In der Halle begrüßten ihn Dunkelheit, halbgeschmolzene Schneewehen und eine fast unvorstellbare Menge Spinnweben. Ein halbverfaultes Gemälde hing in Fetzen aus seinem Rahmen. Johnny konnte nicht mehr erkennen, was es einmal dargestellt hatte. Die Treppe, die am hinteren Ende der Halle zu den oberen Stockwerken führte besaß ebenfalls nur noch ein knappes Drittel ihrer Stufen.
"Hallo?" rief Johnny zaghaft. "Ist hier irgendjemand?"
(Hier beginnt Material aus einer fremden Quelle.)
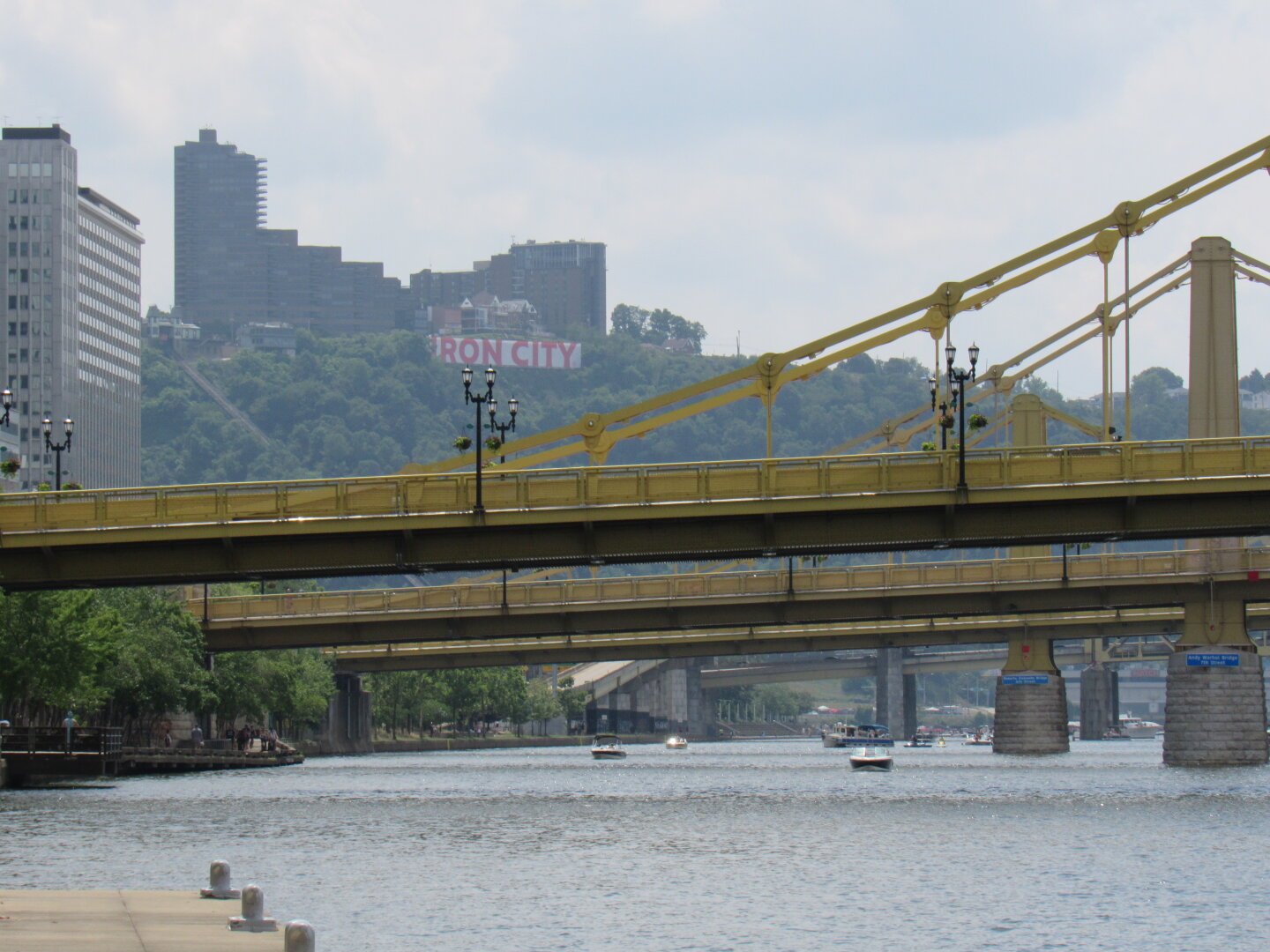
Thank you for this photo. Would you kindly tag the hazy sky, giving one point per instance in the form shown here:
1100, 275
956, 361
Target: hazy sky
775, 170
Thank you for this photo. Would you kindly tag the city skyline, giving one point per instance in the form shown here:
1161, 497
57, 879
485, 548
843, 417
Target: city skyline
848, 175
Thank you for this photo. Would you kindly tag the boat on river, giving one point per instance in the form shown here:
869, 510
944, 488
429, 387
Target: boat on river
848, 735
608, 747
1137, 727
871, 759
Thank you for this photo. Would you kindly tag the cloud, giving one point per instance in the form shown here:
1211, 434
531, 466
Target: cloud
776, 172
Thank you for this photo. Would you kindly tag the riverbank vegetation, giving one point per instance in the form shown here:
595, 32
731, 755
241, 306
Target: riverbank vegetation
131, 657
467, 700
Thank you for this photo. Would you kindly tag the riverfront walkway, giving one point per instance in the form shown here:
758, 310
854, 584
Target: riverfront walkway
117, 920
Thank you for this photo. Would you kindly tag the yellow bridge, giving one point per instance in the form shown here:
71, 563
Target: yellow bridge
637, 513
669, 606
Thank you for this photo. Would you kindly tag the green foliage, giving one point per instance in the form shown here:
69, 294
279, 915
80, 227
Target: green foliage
573, 701
367, 405
461, 695
129, 657
655, 326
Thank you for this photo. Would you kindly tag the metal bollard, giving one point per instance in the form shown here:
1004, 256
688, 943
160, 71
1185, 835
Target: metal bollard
253, 918
220, 882
299, 937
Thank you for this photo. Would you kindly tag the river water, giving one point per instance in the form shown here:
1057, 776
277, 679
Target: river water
736, 845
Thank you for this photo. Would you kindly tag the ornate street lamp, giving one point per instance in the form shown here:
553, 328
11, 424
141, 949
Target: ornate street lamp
492, 404
58, 447
513, 406
958, 378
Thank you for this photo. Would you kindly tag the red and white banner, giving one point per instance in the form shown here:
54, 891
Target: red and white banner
481, 352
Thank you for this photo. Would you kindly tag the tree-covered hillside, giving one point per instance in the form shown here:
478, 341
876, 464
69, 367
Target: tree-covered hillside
367, 405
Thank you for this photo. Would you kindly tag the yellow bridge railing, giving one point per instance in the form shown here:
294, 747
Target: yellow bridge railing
826, 580
28, 518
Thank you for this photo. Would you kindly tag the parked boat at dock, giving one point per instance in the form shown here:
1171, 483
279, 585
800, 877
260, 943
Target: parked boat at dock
608, 747
871, 759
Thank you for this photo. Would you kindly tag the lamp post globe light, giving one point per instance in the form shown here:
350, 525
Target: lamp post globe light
958, 378
513, 406
488, 400
57, 449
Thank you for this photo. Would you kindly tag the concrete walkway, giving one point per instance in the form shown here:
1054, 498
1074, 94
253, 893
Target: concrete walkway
112, 920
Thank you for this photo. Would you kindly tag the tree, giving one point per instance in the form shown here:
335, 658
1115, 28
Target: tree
573, 701
542, 703
629, 322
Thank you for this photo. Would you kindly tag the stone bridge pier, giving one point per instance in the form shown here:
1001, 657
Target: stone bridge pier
346, 727
895, 698
1214, 691
1032, 701
1100, 701
666, 700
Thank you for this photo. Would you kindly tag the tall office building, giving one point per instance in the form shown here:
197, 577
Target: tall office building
230, 270
71, 262
108, 432
220, 204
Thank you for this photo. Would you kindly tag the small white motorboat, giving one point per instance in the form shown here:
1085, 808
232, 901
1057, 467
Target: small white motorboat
608, 747
871, 759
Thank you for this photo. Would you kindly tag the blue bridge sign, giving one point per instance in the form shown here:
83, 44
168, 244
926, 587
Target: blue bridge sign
1212, 660
1025, 680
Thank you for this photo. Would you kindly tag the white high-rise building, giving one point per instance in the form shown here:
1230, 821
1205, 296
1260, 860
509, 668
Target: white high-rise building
71, 265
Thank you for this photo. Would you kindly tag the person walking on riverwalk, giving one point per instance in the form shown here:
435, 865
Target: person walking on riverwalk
70, 724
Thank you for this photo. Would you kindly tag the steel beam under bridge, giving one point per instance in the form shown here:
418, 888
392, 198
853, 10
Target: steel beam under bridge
1185, 489
866, 666
714, 600
1106, 623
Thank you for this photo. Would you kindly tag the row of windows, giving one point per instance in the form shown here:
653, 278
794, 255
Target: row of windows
106, 367
29, 222
97, 230
104, 326
31, 249
121, 263
90, 265
26, 274
31, 196
29, 302
37, 169
106, 348
107, 294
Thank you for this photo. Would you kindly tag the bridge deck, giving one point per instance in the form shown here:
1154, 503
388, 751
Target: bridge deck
716, 599
637, 513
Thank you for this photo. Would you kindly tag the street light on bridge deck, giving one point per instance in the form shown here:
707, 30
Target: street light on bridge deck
57, 447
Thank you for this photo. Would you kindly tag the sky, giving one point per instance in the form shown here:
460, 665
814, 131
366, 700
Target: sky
776, 172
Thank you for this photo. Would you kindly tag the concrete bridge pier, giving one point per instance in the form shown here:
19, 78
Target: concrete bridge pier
895, 703
346, 729
1100, 703
1032, 701
1214, 691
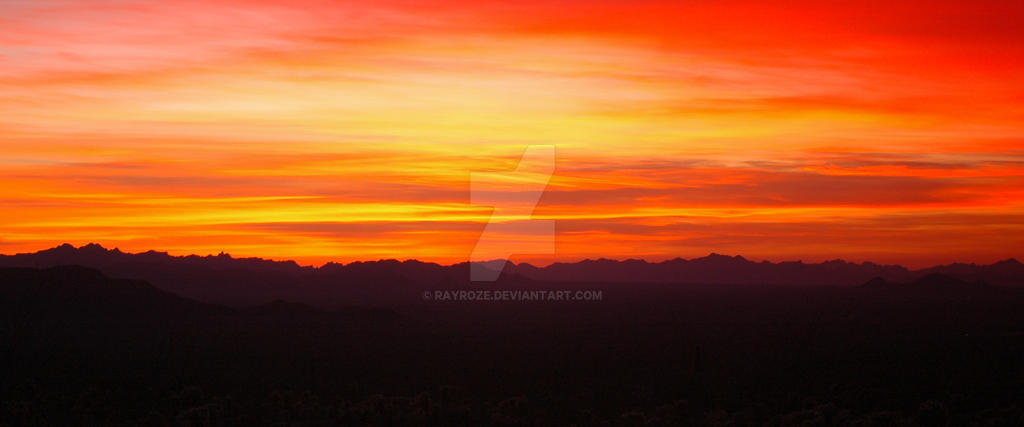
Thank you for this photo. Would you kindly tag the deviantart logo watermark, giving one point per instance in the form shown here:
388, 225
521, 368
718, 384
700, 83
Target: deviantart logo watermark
511, 229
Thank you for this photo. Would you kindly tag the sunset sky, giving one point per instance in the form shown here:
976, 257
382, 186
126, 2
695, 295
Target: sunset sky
890, 131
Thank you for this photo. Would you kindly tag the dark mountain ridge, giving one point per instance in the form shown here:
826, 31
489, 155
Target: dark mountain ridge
226, 280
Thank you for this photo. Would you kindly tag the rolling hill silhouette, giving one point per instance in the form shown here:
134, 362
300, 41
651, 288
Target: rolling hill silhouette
81, 348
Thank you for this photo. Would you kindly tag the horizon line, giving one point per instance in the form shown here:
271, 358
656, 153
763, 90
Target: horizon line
711, 254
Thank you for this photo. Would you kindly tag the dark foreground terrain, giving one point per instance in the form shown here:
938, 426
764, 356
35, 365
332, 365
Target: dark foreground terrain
80, 348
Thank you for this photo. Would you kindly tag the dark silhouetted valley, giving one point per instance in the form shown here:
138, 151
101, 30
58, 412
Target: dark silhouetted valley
97, 337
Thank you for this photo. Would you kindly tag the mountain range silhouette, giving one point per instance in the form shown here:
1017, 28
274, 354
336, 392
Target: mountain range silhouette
222, 279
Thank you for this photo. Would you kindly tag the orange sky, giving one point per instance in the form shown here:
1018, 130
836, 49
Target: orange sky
334, 130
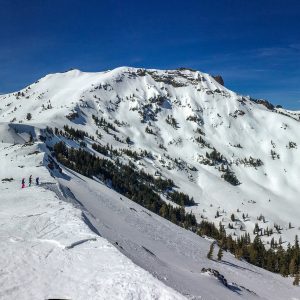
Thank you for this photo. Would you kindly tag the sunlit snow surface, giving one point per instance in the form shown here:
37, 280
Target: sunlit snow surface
39, 228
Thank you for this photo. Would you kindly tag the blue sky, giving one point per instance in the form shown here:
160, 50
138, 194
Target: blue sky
254, 45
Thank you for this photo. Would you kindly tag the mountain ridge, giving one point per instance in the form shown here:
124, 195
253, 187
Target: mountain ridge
180, 117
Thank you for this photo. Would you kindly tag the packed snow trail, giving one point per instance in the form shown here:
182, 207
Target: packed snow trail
174, 255
48, 251
139, 102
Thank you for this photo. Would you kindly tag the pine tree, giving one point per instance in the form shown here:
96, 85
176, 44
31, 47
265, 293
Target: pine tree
211, 250
220, 253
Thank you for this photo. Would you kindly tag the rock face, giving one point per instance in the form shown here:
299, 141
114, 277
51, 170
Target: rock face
231, 153
219, 79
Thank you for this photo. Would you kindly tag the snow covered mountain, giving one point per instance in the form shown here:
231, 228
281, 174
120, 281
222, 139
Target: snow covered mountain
234, 155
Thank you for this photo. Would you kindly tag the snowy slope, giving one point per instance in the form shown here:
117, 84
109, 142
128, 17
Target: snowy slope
65, 237
236, 126
48, 251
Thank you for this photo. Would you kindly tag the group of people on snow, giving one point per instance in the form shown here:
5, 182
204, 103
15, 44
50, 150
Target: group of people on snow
37, 181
Allein der Klang seiner Stimme ließ einige weitere hölzerne Treppenstufen kollabieren. Während sich die Staubwolke lansam verzog grübelte Johnny nach. Wo hielten sich Geister normalerweise auf, während sie die Jahre überdauerten? Gesetzt der Fall es gab hier überhaupt einen Geist. Johnny schätzte die Wahrscheinlichkeit, hier wirklich Harleys Geist anzutreffen auf vernichtend gering. Eine Million zu eins, höchstens. Mit dieser traurigen Aussicht vor Augen begann er halbherzig, sich im Inneren der Villa umzusehen. Mit den übrigen Zimmern des Erdgeschosses war die Zeit ebenfalls nicht gnädig gewesen: Überall zerschlagene Fensterscheiben, verrottete Möbel und Fetzen eines vermutlich einst hochherrschaftlichen Teppichs. Allerdings enthielten sie nicht die geringste Spur eines Geistes.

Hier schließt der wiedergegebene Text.